Preuve qu'il faut toujours se faire son avis perso à soi tout seul comme un grand, je ne partage pas l'avis assassin de Drexl/Françoi Cau, entrainant ainsi un effondrement cataclysmique de la cohérence éditoriale de Nanarland comme nous le feront savoir à coups de diatribes comminatoires nos gardiens du temple d'internet. En effet, The Disaster Artist m'est apparu comme un film intéressant et même marrant, sans pour autant être particulièrement féroce à l'encontre de son sujet, le désormais über-hypé Tommy Wiseau. Je dirais même, au regard de la soirée double séance que j'ai animée le mois dernier, et malgré mon appréhension déjà exprimée, qu'il s'est avéré être une bonne introduction à The Room pour un public qui n'aurait sans doute jamais pu s'enquiller ce nanar d'un genre inhabituel dans des conditions plus rêches.
Je ne me sens néanmoins pas en capacité de débattre de ce qui, dans la réussite de The Disaster Artist, relève des compétences cinématographiques de James Franco ou du matériau de base, à savoir la dinguerie toujours aussi épatante de la vie de Wiseau. Je concède au premier d'avoir bien bossé son imitation du second, quitte à tomber dans un perfectionnisme un peu stérile (les séquences rejouées et comparées aux originales dans le générique de fin).
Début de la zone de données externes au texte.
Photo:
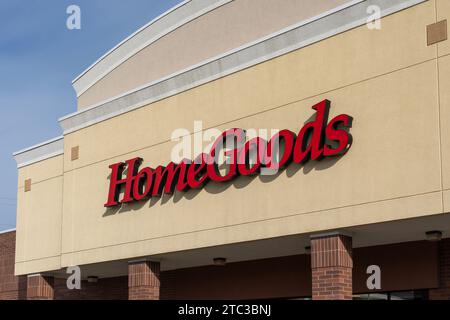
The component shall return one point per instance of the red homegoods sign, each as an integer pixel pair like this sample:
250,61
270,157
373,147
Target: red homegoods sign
317,139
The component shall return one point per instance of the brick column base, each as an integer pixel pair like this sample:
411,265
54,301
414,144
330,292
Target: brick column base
143,280
443,292
40,287
332,265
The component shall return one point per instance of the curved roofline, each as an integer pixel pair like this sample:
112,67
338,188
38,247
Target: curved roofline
181,14
129,37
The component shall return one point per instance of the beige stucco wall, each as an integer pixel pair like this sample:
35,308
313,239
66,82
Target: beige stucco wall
388,80
39,212
227,27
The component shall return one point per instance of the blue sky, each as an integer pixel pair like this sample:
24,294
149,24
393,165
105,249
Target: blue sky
39,58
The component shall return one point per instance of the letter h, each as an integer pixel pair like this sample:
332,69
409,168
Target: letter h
116,181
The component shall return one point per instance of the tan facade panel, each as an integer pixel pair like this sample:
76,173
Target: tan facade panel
339,61
388,80
444,84
41,171
39,212
437,32
381,179
443,13
212,34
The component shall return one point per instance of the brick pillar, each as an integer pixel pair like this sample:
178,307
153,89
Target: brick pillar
40,287
143,280
331,264
443,292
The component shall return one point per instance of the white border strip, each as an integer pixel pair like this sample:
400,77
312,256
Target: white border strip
7,231
39,152
343,18
164,24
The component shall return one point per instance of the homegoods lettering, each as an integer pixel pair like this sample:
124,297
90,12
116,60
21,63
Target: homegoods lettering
317,139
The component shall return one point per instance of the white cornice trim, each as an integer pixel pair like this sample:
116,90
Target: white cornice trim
39,152
343,18
162,25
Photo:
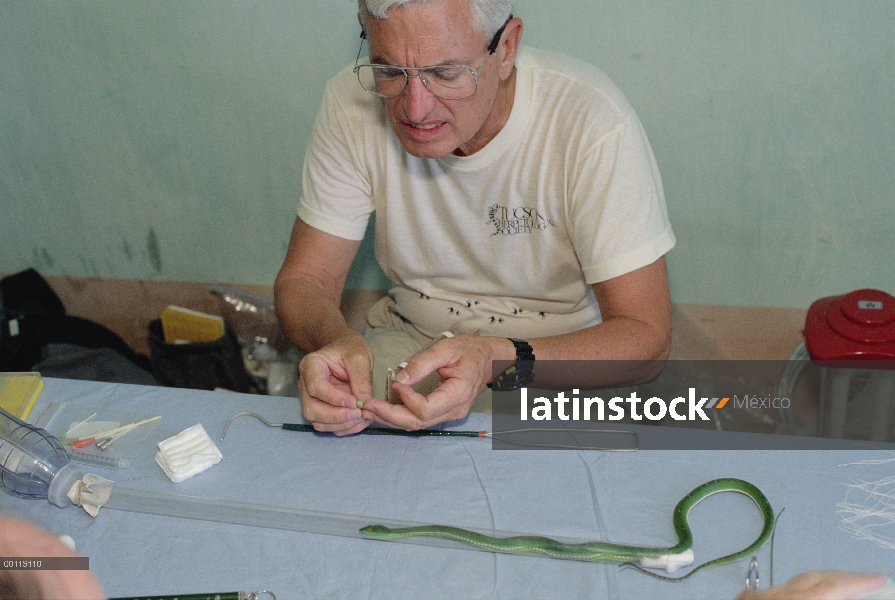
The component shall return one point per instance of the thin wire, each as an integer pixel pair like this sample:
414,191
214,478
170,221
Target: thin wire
67,433
633,448
776,522
301,427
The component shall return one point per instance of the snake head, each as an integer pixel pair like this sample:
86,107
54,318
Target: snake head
375,531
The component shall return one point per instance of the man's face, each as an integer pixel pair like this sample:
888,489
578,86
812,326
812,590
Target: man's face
435,33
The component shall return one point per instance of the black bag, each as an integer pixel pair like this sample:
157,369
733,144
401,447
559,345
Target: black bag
32,316
199,365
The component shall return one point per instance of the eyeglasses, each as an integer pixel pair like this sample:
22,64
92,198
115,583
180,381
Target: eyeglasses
448,82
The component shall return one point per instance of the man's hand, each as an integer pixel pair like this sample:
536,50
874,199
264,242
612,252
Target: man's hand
333,380
822,585
464,364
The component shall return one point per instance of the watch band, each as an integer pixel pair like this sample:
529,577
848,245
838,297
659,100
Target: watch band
521,373
524,351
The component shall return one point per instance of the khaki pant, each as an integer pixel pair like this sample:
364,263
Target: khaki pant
394,340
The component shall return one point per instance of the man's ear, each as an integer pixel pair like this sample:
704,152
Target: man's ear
509,46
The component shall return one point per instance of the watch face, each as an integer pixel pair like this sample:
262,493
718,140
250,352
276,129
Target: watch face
515,377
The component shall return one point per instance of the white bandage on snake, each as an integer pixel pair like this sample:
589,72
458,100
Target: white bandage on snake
188,453
669,562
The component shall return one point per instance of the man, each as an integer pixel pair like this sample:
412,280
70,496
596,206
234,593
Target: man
516,196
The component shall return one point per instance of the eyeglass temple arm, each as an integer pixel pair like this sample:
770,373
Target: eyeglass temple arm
492,47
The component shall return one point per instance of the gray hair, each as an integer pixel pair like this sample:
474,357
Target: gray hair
488,15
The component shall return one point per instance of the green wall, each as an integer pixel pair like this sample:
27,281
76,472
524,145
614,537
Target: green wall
155,139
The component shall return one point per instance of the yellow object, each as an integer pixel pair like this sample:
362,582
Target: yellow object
182,325
19,392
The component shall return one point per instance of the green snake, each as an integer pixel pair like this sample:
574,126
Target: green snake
604,551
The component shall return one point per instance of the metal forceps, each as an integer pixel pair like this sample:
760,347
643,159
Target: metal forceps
752,575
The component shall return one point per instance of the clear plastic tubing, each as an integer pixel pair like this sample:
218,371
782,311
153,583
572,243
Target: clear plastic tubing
277,517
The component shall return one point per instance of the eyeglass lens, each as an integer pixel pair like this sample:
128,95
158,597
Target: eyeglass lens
449,83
Par contre, je ne peux que constater un véritable choix de narration de la part de Franco qui décide de réaménager en grande partie le livre original pour arriver à un film édulcoré, sacrifiant totalement Sestero, faisant fi de la complexité pourtant passionnante des relations entre les 2 personnages principaux et montrant le tournage de The Room comme une belle aventure un peu fofolle là où la vérité est aussi fascinante qu'effrayante.
Le plus terrible est que d'une certaine manière, il scelle un peu plus le sort (la malédiction) de Sestero qui semblait avec son récit tenter d'exorciser ses démons. C'est là de mon point de vue le principal reproche à porter à The Disaster Artist : trop résumer la complexité en une belle histoire hollywoodienne, rabotant au passage toute la part sombre de Wiseau pour en faire un gentil gugusse. Mais sans doute que cet aspect n'intéresse que les aficionados et non le grand public (ou bien touche-t-on là du doigt ce qui vient agacer notre fibre geek quand un de nos objets de plaisir se transforme en une hype un peu artificiel et dénaturante).
Quoi qu'il en soit des débat à son sujet, reconnaissons à The Disaster Artist d'incarner une mise en abyme fractale inédite et assez vertigineuse du média filmique et sur le rapport à énième degré que l'on peut en avoir, particulièrement en tant qu'amateur de mauvais films sympathiques.